Animal Care – The Animal Care Unit collaborates in diagnostic and research activities involving the use of animals. This unit is involved in assays for the determination of pathogenicity indices for avian viruses, the production of serum standards for diagnostic test methods, and research projects on disease pathogenesis. NCFAD primarily works with farm animals such as pigs, chickens and cattle in order to carry out its mandate. The Animal Care Unit consists of a veterinarian and laboratory animal technologists. This unit is devoted to the best possible care for the animals and ensures that all animal use meets or exceeds the guidelines established by the Canadian Council on Animal Care (CCAC).

== History ==

In the 1980s, Agriculture and Agri-Food Canada identified both the need for new laboratories including high-containment space (Containment Level 3 and 4). Around the same time, Health Canada was also considering the need to replace outdated laboratories and add Containment Level 4. Numerous benefits were identified for housing both laboratories in one building and Winnipeg was chosen as the site; an announcement was made in October 1987.

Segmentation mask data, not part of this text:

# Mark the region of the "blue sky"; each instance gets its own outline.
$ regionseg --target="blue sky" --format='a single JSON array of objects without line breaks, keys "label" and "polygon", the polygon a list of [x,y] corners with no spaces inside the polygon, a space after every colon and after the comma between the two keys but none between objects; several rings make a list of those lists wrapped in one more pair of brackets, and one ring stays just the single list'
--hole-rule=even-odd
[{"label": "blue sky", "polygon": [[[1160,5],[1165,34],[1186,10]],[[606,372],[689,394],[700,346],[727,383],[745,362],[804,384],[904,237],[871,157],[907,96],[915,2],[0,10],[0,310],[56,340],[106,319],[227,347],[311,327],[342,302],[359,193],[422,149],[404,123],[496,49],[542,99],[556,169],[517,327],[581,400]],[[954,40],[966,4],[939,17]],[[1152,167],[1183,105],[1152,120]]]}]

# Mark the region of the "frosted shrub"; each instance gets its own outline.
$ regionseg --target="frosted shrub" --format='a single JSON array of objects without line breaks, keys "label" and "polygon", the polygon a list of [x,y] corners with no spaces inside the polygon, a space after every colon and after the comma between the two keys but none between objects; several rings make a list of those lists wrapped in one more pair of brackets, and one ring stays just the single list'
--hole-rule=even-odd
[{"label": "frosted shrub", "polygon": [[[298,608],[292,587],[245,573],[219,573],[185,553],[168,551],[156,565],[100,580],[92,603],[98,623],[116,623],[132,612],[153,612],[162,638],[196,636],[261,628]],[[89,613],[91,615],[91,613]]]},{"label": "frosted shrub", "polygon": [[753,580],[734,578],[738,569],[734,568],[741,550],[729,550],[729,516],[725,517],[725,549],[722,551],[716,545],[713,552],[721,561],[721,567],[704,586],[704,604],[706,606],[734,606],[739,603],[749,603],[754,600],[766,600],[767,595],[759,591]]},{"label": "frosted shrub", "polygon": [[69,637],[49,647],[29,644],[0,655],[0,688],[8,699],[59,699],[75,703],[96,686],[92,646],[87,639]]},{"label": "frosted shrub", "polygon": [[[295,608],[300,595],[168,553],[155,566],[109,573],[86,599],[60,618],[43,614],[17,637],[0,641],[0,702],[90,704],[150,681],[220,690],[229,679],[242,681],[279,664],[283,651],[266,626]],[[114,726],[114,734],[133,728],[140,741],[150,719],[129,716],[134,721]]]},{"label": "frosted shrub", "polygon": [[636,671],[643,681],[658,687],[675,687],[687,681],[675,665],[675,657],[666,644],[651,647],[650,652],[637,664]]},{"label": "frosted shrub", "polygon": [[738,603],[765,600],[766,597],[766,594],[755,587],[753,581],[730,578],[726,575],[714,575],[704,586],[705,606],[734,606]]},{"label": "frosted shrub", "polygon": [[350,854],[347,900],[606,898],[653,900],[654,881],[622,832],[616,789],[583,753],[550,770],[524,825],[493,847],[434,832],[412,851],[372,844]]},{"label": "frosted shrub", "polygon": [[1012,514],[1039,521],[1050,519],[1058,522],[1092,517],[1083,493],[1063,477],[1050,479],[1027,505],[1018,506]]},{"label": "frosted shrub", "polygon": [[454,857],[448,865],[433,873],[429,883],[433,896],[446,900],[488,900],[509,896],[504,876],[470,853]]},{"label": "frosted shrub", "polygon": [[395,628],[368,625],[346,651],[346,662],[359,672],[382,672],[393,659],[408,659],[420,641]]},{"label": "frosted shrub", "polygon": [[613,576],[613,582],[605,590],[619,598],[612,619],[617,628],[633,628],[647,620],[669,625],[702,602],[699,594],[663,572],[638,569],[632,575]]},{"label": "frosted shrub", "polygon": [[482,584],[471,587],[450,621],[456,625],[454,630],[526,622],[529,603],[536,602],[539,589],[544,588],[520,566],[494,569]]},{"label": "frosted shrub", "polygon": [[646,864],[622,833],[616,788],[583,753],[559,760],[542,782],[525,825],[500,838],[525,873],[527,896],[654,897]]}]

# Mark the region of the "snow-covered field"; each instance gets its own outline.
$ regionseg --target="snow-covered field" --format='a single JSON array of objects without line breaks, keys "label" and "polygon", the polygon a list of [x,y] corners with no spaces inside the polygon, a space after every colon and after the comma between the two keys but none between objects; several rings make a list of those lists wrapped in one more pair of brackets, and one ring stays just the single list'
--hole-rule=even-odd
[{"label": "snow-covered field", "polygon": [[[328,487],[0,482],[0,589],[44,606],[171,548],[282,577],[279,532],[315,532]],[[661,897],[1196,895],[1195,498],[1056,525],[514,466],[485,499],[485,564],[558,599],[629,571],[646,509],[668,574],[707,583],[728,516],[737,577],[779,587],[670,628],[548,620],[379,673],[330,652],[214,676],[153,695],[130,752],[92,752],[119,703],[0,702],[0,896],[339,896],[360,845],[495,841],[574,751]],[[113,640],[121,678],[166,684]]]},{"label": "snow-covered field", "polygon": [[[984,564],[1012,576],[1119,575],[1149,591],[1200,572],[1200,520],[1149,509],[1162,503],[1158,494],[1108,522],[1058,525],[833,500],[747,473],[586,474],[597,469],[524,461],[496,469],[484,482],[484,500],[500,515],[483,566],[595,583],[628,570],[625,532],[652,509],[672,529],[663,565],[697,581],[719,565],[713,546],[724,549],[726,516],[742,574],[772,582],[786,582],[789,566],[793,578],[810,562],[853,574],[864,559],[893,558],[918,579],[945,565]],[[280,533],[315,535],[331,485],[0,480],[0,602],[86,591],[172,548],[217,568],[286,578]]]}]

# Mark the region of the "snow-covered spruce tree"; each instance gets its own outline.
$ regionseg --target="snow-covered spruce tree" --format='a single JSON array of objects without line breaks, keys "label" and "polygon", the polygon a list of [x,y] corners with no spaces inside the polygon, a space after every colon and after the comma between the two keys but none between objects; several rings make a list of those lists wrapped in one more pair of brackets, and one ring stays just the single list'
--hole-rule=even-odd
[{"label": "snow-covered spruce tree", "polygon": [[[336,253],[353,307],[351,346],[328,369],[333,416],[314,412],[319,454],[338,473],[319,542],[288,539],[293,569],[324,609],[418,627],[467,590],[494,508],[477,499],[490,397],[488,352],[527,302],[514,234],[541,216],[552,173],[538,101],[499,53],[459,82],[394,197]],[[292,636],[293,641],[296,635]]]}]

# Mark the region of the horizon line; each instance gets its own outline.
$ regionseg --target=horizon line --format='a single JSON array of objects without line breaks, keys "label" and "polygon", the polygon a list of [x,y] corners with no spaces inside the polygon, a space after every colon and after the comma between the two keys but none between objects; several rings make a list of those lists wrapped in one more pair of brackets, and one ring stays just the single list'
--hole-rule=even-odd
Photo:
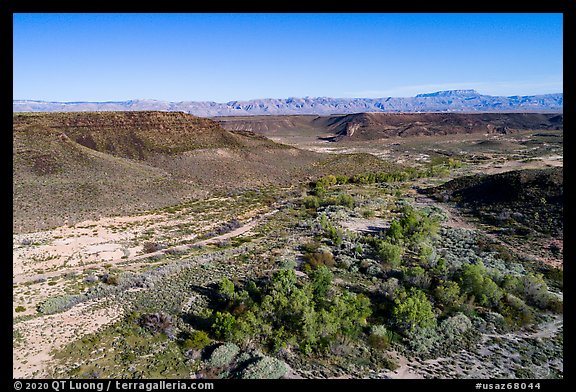
[{"label": "horizon line", "polygon": [[231,102],[250,102],[250,101],[258,101],[258,100],[287,100],[287,99],[319,99],[319,98],[331,98],[331,99],[388,99],[388,98],[428,98],[428,97],[419,97],[419,95],[428,95],[428,94],[437,94],[443,92],[452,92],[452,91],[474,91],[478,95],[481,96],[489,96],[489,97],[537,97],[543,95],[558,95],[564,94],[563,91],[560,92],[550,92],[550,93],[542,93],[542,94],[512,94],[512,95],[490,95],[490,94],[482,94],[475,89],[452,89],[452,90],[439,90],[433,92],[426,92],[426,93],[418,93],[412,96],[381,96],[381,97],[331,97],[331,96],[290,96],[284,98],[278,97],[264,97],[264,98],[250,98],[250,99],[232,99],[226,102],[218,102],[218,101],[210,101],[210,100],[165,100],[165,99],[157,99],[157,98],[130,98],[130,99],[120,99],[120,100],[106,100],[106,101],[97,101],[97,100],[73,100],[73,101],[54,101],[54,100],[46,100],[46,99],[31,99],[31,98],[20,98],[20,99],[12,99],[12,102],[15,101],[31,101],[31,102],[46,102],[46,103],[124,103],[129,101],[156,101],[156,102],[169,102],[169,103],[183,103],[183,102],[209,102],[209,103],[217,103],[217,104],[229,104]]}]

After some debate, the spot chosen for the site was a city works yard near to the Health Sciences Centre (a major teaching hospital), the University of Manitoba’s medical school, and other life science organizations. Construction of the facility that came to be named the Canadian Science Centre for Human and Animal Health (often referred to locally as “the Virology Lab”) began with an official groundbreaking in December 1992. The design team, headed by the Winnipeg-based Smith Carter Architects and Engineers Inc., visited 30 laboratories to seek best practices in containment and design. Construction finished toward the end of 1997, with the first programs beginning in the spring of 1998 and all laboratories coming on line after that. The official opening took place in 1999.

By the time the animal health programs began moving into the new facility, they had become part of the new Canadian Food Inspection Agency. The agency was created in April 1997 by the Canadian Food Inspection Agency Act for the purpose of combining and integrating the related inspection services of three separate federal government departments: Agriculture and Agri-Food Canada, Fisheries and Oceans Canada, and Health Canada. The establishment of the CFIA consolidated the delivery of all federal food safety, animal health, and plant health regulatory programs.

== Containment ==

In addition to operating a Containment Level (CL) 2 laboratory as well as extensive CL3 laboratories, NCFAD also operates a Containment Level 4 laboratory, which provides the capability to work safely with the most serious viruses. A Level 4 laboratory is designed for agents that usually produce very serious and untreatable diseases, which can be spread easily through airborne or casual contact. All animal diseases classed as Level 4 are zoonotic, meaning that they can transfer to humans. Staff wear pressurized biosafety suits which are disinfected after each session. All air and waste are sterilized on exit.

== Workforce ==

NCFAD maintains a staff of approximately 65 people; primarily scientists and laboratory technicians.